Subqueries using BETWEEN:

Find all of the ingredients with an inventory within 25% of the average inventory of ingredients

SELECT name FROM ingredients

WHERE inventory BETWEEN (SELECT AVG(inventory) * 0.75 FROM ingredients)

AND

(SELECT AVG(inventory) * 1.25 FROM ingredients);

Subqueries can even be combined with other predicates in the WHERE clause, including other Subqueries. Look at the following query.

Find the companies who were referred by Veggies_R_Us and provide an ingredient in the milk food group

SELECT companyname FROM vendors

WHERE (referredby IN (SELECT vendorid FROM vendors

WHERE companyname = 'Veggies_R_Us')) AND (vendorid IN

(SELECT vendorid FROM ingredients

WHERE foodgroup = 'Milk'));

Multilevel Subquery Nesting:

Find the name and price for all items using an ingredient supplied by Veggies_R_Us

SELECT name, price

FROM items

WHERE itemid IN

(SELECT itemid -- Subquery 3 FROM madewith

WHERE ingredientid IN

(SELECT ingredientid -- Subquery 2 FROM ingredients

WHERE vendorid =

(SELECT vendorid -- Subquery 1 FROM vendors

WHERE companyname = 'Veggies_R_Us')));

First the innermost subquery is executed which return one single value. Then subquery2 is executed, the result of which is passed to subquery3. We can use GROUP BY, HAVING, and ORDER BY with subqueries.

For each store, find the total sales of items made with ingredients supplied by Veggies_R_Us. Ignore meals and only consider stores with at least two such items sold

SELECT storeid, SUM(price) AS sales FROM orders

WHERE menuitemid IN

(SELECT itemid -- Subquery 3 FROM madewith

WHERE ingredientid IN

(SELECT ingredientid -- Subquery 2 FROM ingredients

WHERE vendorid =

(SELECT vendorid -- Subquery 1 FROM vendors

WHERE companyname = 'Veggies_R_Us'))) GROUP BY storeid

HAVING COUNT(*) > 2 ORDER BY sales DESC;

GROUP BY, HAVING can be used in subqueries as well. Using ORDER BY in a subquery makes little sense because the order of the results is determined by the execution of the outer query.

Subqueries Using NOT IN:

Find all of the ingredients supplied by someone other than Veggies_R_Us

SELECT name FROM ingredients

WHERE vendorid NOT IN (SELECT vendorid FROM vendors

WHERE companyname = 'Veggies_R_Us');

Find the company name of the small vendors who don’t provide any ingredients with large (>100) inventories

SELECT companyname FROM vendors

WHERE vendorid NOT IN (SELECT vendorid FROM ingredients

WHERE inventory > 100);

What is wrong with this query? The ingredient Secret Dressing does not have a vendor, so the list of values contains a NULL. If any element in the NOT IN list is NULL, then no rows evaluate to true, and the final result table is empty.

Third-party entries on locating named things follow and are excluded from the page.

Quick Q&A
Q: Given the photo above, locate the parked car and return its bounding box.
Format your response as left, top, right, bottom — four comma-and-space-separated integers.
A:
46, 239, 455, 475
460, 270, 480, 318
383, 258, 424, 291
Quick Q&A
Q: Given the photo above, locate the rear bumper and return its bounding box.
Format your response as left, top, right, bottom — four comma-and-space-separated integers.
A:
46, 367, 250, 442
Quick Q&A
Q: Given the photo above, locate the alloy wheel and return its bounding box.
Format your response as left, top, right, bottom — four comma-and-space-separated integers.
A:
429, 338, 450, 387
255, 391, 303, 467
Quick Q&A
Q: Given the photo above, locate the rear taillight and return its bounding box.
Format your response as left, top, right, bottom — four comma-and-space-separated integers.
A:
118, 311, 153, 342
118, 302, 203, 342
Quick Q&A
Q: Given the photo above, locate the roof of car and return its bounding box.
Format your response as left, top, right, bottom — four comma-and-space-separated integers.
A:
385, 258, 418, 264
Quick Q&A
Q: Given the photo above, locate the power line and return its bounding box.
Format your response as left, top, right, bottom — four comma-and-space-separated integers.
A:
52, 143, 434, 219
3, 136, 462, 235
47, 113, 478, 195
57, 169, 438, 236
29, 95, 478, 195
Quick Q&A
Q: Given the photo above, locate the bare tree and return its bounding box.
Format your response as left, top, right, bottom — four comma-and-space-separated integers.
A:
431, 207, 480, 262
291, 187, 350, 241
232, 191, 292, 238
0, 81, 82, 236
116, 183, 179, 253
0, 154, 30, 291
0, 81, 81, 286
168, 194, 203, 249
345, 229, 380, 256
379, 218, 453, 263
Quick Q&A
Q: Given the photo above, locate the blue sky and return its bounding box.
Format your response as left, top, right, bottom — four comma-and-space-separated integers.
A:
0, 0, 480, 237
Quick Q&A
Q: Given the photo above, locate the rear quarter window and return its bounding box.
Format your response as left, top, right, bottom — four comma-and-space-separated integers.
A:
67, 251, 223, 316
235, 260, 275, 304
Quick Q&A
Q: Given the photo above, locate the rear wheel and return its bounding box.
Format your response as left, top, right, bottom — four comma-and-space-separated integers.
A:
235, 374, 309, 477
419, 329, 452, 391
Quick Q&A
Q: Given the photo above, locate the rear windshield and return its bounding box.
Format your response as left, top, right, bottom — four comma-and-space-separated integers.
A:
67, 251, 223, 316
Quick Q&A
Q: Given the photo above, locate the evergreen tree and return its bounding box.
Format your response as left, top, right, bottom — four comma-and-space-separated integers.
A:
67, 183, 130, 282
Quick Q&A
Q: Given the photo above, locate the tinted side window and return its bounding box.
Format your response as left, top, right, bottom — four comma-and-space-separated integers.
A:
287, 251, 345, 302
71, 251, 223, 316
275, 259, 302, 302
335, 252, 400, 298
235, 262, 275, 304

Solution: Eliminate NULL values from the subquery result. Rewrite the above query!!!

Note: IN over an empty table always returns false, therefore NOT IN always returns true. Tryout the following query!

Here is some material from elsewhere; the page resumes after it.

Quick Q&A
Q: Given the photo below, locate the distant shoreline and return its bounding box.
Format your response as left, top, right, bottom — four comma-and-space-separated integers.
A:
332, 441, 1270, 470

SELECT companyname FROM vendors

WHERE referredby NOT IN (SELECT vendorid

FROM vendors

WHERE companyname = 'No Such Company');

Combining JOIN and Subqueries:

Nested queries are not restricted to a single table.

Find the name and price of all items using an ingredient supplied by Veggies_R_Us

SELECT DISTINCT itemid, price FROM items NATURAL JOIN madewith WHERE ingredientid IN

(SELECT ingredientid FROM ingredients NATURAL JOIN vendors WHERE companyname = 'Veggies_R_Us');

Standard Comparison Operators with Lists Using ANY, SOME, or ALL

We can modify the meaning of the SQL standard comparison operators with ANY, SOME, and ALL so that the operator applies to a list of values instead of a single value.

Using ANY or SOME:

The ANY or SOME modifiers determine if the expression evaluates to true for at least one row in the subquery result.

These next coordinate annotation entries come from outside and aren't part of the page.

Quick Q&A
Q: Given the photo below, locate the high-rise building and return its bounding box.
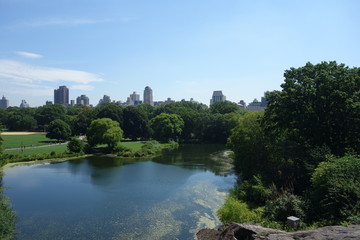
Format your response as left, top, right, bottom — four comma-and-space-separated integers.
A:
20, 100, 30, 108
76, 95, 90, 106
98, 95, 111, 106
210, 91, 226, 105
54, 86, 69, 106
0, 96, 9, 108
144, 86, 154, 106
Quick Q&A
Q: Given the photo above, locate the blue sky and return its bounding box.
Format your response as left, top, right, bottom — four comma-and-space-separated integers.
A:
0, 0, 360, 107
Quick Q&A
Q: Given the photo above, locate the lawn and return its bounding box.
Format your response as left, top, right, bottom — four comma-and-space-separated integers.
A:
1, 133, 55, 149
4, 145, 67, 155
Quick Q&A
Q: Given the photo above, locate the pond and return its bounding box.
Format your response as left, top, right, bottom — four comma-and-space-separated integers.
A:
3, 144, 236, 240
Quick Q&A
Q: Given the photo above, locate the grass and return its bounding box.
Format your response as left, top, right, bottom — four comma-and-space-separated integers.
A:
4, 145, 67, 156
1, 133, 55, 149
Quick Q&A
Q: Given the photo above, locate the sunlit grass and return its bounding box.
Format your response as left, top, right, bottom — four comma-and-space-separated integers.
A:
1, 133, 55, 149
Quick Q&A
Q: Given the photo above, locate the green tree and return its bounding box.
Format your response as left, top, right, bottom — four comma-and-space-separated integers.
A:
86, 118, 123, 149
150, 113, 184, 141
95, 103, 123, 126
35, 104, 66, 130
310, 155, 360, 221
210, 101, 240, 114
264, 62, 360, 155
122, 105, 150, 140
71, 107, 94, 135
67, 137, 85, 153
46, 119, 71, 141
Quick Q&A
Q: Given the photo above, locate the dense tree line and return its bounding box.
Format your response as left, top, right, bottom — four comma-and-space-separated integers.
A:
224, 62, 360, 226
0, 101, 243, 143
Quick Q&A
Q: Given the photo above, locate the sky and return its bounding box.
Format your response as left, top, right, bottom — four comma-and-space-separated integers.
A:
0, 0, 360, 107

Find all items that have a price that is greater than any salad item

SELECT name FROM items

WHERE price > ANY (SELECT price FROM itemsWHERE name LIKE '%Salad');

Find all ingredients not supplied by Veggies_R_Us or Spring Water Supply

SELECT name FROM ingredients

WHERE ingredientid NOT IN (SELECT ingredientid FROM ingredients

WHERE vendorid = ANY (SELECT vendorid FROM vendors

WHERE companyname = 'Veggies_R_Us' OR companyname = 'Spring Water Supply'));

Using ALL:

The ALL modifier determines if the expression evaluates to true for all rows in the subquery result.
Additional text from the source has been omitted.